The political nobody wants to talk about
Here’s the thing that makes this situation so awkward: nobody in British politics wants to claim ownership of this system. The Conservatives increased taxes on high earners significantly during their 14 years in power, which doesn’t fit their traditional low-tax narrative. Meanwhile, the left has nothing to gain from telling their base that wealthy Britons have been squeezed harder than anywhere else in the developed world. So we have this bizarre situation where Britain’s tax reality completely contradicts the prevailing political narratives from both sides.
Britain’s economic dilemma
Basically, Britain has managed to combine the worst aspects of both American and Scandinavian models. Countries like Denmark tax everyone moderately high but deliver excellent public services that foster social solidarity. The US keeps taxes lower but maintains strong economic incentives and innovation. Britain? We get high taxes at the top combined with underfunded public services that leave everyone dissatisfied. The data shows that other European countries fund their better services by taxing the middle class more substantially – something Britain has avoided.

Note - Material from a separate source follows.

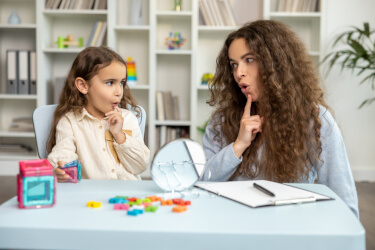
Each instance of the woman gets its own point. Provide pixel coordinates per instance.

The unsustainable path forward
Now we’re facing a budget that seems likely to continue this muddled approach. The government floated broader tax increases but retreated, instead proposing smaller tweaks that will likely hit higher earners disproportionately while raising insufficient funds for public services. The latest proposals continue this pattern of relying heavily on top earners without addressing the fundamental revenue problem. So where does this leave us? Britain needs to decide whether it wants Scandinavian-style services funded by broader taxation, or American-style lower taxes with correspondingly lower spending. The current experiment in eating the rich while shrinking the state has left Britons poorer than both Americans and most Scandinavians, and less satisfied with public services than either. That’s not a winning combination for anyone.